5: Take it to Washington-and then take it over.

It's the beginning of 2019, and the Greens have made historic gains in a very short period of time. They have the backing of many prominent individuals, a substantial number of Americans now choose to side with them over the Democrats (which are still shrinking), and though they still don't control the government, they're now very much a mainstream party.

Now comes their greatest challenge: winning the White House. Despite hostility from the corporate media, they enjoy a lot of support from the American people during the first months of the 2020 campaign season, with their presidential frontrunner experiencing a steady rise in the polls. And after the Greens take over more of the country's local governments than ever in November of 2019, the game is on.

With much of the left now with the Green Party, the Democratic base and leadership is almost entirely made up of corporatists, which means that the Greens have an edge. If Hillary Clinton is the next president, they'll find themselves running against one of the worst Democratic candidates imaginable, and if she isn't, the 2020 Democratic nominee will most certainly be just as politically unappealing as her. For this reason, I think the Greens will have a good chance of surpassing the Democrats in both membership and the polling numbers of their presidential nominees in 2020.

The final face-off before November, though, will likely be between the Greens and the Republicans. If Donald Trump is the next president, we'll be competing with someone who harnesses the same kind of anti-establishment, populist sentiments as we do-but twists it into a reactionary, neo-fascist direction rather than towards the politics of peace and equality that we promote. The same will be the case if Trump loses, as a new, probably even worse version of him will easily step in and take his place four years later. So ultimately, the choice that Americans will face on November 3, 2020 will come down to this: do you want  your future to be defined by the politics of fear, or by the politics of courage?

Given the demographic shift that will have taken place by then, we have good reason to believe that courage will win in that scenario. But that's far off; right now, we need to get started on creating the factors that will make it all possible. 

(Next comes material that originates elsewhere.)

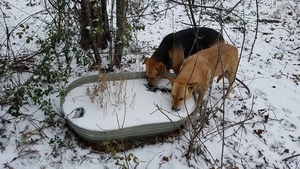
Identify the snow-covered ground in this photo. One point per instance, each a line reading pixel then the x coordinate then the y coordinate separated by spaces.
pixel 262 131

As for 2016, I'll continue to write articles here that promote setting those events into play, and help Greens win in the races currently within their reach. (For anyone who also lives in Humboldt County, you'll have two local Greens to vote for in November: Arcata City Council candidates Paul Pitino and someone named Valerie Rose-Campbell. Let's make this a good year for them.) The future that I envisioned is fantastical, but if we're willing to work for it, it could very well become reality.

And what if we don't succeed in 2020? If that happens, as we've learned this year, nothing should ever deter us from continuing the fight. History shows that change always comes, regardless of the direction of electoral politics. And secondly, remember that the Republicans lost in 1856. However long it takes for the Greens to do what the Republicans did, we'll one day get a Lincoln of our own.